Magdaleno is not lacking confidence going into the biggest fight of his career.

“You have to believe in yourself,” he said. “I know Martinez is a tough guy and he comes to fight. But I’m going to show him I’m just as tough, and I’m coming to fight as well.

“For me to win this fight, I need to use my boxing skills. I know I’m the better boxer. But I’m not going to let him push me around, either. I’ll work inside when I need to. I just have to be smart about it.”

Magdaleno said he knows what Martinez intends to do and he’s ready.

“Martinez only has an ‘A Plan’ — he looks to land that big right hand. He loads up and presses it,” Magdaleno said after Friday’s weigh-in in Macau, where both fighters came in at the super featherweight limit of 130 pounds. “I will win and make this fight easy by out-boxing him and out-thinking him. I have scouted him in person, attending his fights and watching loads of tape. My style has matured.”

Pat Barry, who has trained Magdaleno since he was 9, said his fighter has better power than people give him credit for.

“People said he had no knockout power, but I beg to differ,” Barry said. “Early in his career, he was focusing on making the transition from amateur to professional, and he was still developing physically. Once he started to learn to sit down on his punches, he started dropping guys. It was like a light went off inside his head.”

At one point from April 2010 to May 2011, Magdaleno had recorded four straight stoppages. His vanity plates on his car — IMAKO (I’m a knockout) — were reflective of that run. But today isn’t about knockouts. It’s about winning.

“I’ve never gone into a fight thinking I’m going to knock a guy out, and I’m not going to start now,” Magdaleno said. “The moment you start thinking about knocking a guy out, that’s when you, yourself, get knocked out. This is about being smart and staying cool and understanding this is a 12-round fight and being patient.”
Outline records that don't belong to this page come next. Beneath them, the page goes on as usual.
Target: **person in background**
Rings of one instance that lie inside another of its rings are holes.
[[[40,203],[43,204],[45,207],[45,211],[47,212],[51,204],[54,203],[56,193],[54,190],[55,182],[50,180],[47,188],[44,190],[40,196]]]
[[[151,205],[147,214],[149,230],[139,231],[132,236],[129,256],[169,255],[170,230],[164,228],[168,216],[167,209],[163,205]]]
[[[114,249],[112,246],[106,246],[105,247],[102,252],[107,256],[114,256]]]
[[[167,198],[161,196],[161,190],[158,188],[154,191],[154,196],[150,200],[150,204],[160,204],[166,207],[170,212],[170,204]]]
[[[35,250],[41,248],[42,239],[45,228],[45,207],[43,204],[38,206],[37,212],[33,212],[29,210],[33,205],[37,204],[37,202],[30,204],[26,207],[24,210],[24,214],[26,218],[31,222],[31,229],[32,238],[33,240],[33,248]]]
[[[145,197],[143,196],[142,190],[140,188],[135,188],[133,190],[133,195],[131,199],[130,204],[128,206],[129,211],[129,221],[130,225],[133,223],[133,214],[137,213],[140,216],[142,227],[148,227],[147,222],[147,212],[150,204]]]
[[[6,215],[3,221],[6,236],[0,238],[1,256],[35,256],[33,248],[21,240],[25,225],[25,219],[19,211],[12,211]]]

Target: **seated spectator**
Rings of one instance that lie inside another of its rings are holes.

This will be Magdaleno’s first time going beyond 10 rounds. But his obsession with staying in shape shouldn’t make going the distance a problem. He ran a half-marathon in February with friend and fellow boxer Victor Ortiz, and he’s been running the trails at Mount Charleston for years. Even when he hurt his left wrist and hand in November, which put him out of commission for six weeks, Magdaleno never stopped running.

“I pride myself in always being in shape,” he said. “I’m ready to fight all night if I have to.”

Magdaleno last fought on Aug. 4, when he stopped Antonio Davis at Texas Station. He said the layoff gave him time to sharpen his skills and focus on Martinez (26-1-2, 16 KOs), whose first title defense was a controversial split decision draw against Juan Carlos Burgos on Jan. 19.

“It was truly a blessing in disguise,” said Magdaleno, whose Dec. 7 fight against Adailton De Jesus was canceled after the injury was discovered. “It gave me a chance to heal up, freshen up and get ready for this fight.”

Magdaleno got into boxing through his father, Jesus, when the family lived in Los Angeles. They moved to Las Vegas when he was 7. While his dad never boxed professionally, he gave his son some advice as he started taking him to the gym.

“He said if you’re going to do something, do it the best you can,” Magdaleno said. “No shortcuts. Do everything 100 percent.”

It has been the mantra Magdaleno has lived by throughout his career. And when he goes into the ring in Macau, he does so as a role model for Las Vegas’ youth.

“I want the kids to see what is possible with hard work, that you can realize your dreams,” he said.

Even if you have to go halfway around the world to do so.